If you would use this 'range approach' proportionally on all ranges in DS2, monsters should see >100m and player's sight/camera range perhaps should be even larger (infinite until the horizon).
But as you know, it's a computer game (almost 15 years old) with technical limits, so it's not unusual in DS2 that actors have sight range of ~15m - considering this this limit, what range do you think is appropriate for a bow then?
Remind too, there is the 'Far Shot' skill too...

Finally all offered characters types should balanced, and also the enemies should still represent a challenge.

So if almost realistic bow ranges were wanted, GPG had to (re)design the game engine correspondingly - and bow ranges probably wasn't the main criteria at that time.
 

In early medieval times, how many hectares of field did it take to feed even one person for a year? And how big, if we take the distances literally, is the farm where the KoE hero starts?

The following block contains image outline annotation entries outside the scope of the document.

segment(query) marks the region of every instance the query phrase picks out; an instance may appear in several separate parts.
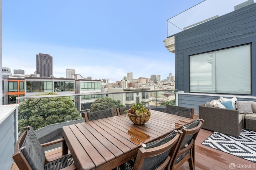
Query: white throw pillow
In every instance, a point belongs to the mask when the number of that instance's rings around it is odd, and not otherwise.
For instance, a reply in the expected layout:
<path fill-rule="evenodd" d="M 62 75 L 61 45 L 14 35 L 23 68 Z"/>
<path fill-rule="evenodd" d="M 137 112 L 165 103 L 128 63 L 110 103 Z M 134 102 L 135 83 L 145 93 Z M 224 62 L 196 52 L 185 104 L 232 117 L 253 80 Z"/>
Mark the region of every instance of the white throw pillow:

I know it is just a game and we can not reproduce reality. However I would think bows should have a slightly longer range than spells there are some spells that have a range up to 15 meters so increasing the bow range on higher end weapons to 15 to 20 meters for both the good guys and the monsters would seem acceptable to me. But then again being an archer in real life tends to color my viewpoint, since with a standard recurved bow I can shoot 75 meters with good result and with a compound bow the length of a Football Field (Soccer Pitch) with accuracy. So as normal my view is clouded because when I am playing DS2/Broken World that is my reality.

Elf

... measure in frustum widths. You can fire a real-life bow only a fraction of how far you can see. The same has to be true in DS, or you could kill creatures that haven't even been loaded yet.

How far can you fire a fireball in real life?